Among the C-level cyber managers surveyed raking in $120,000 or more, 32 percent were federal chief information security officers or federal chief information officers, while the portion of the global workforce banking that much money was only 23 percent. The report on attitudes in the field was commissioned by the International Information Systems Security Certification Consortium, (ISC)2, an organization that educates and offers credentials to cybersecurity professionals.
The 2011 global information security workforce survey collected responses last fall through a website from 10,413 professionals in the public and private sectors, including 145 federal chief-level managers.

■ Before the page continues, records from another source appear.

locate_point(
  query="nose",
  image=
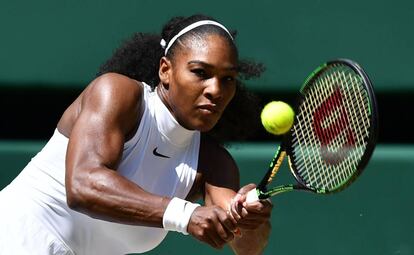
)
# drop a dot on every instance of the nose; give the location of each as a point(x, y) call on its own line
point(213, 90)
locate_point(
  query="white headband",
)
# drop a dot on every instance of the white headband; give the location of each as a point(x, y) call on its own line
point(190, 27)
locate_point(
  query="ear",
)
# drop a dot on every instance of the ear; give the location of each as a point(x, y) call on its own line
point(164, 71)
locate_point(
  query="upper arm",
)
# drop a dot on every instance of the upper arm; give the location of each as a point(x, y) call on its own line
point(221, 174)
point(109, 111)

On the whole, U.S. government cyber officials accounted for a larger share of the top paybands relative to information security executives worldwide. For example, a quarter of government executives polled were making between $100,000 and $119,000, while just 19 percent of the total respondent pool was paid within that range.
In the lower salary range, the opposite was true: There were more low-paid executives in the total population than in the public sector.
Only 3 percent of federal cybersecurity chiefs earned $59,999 or less, while 21 percent of senior-level professionals worldwide were paid at the bottom level.
"The U.S. federal C-suite reported very competitive salaries when compared to private sector CXOs," wrote the study's author, Robert Ayoub, an analyst in Frost and Sullivan's information and communication technologies practice. "This was encouraging news and illustrated the priority that information security has within the U.S. federal government."
By some accounts, the nation needs to bolster the ranks of cyber specialists from 1,000 to 30,000 as the frequency and sophistication of threats grow. Currently, a large amount of federal information security work is performed by commercial contractors. In most occupations, the federal government has traditionally compensated staff at rates lower than the commercial sector's.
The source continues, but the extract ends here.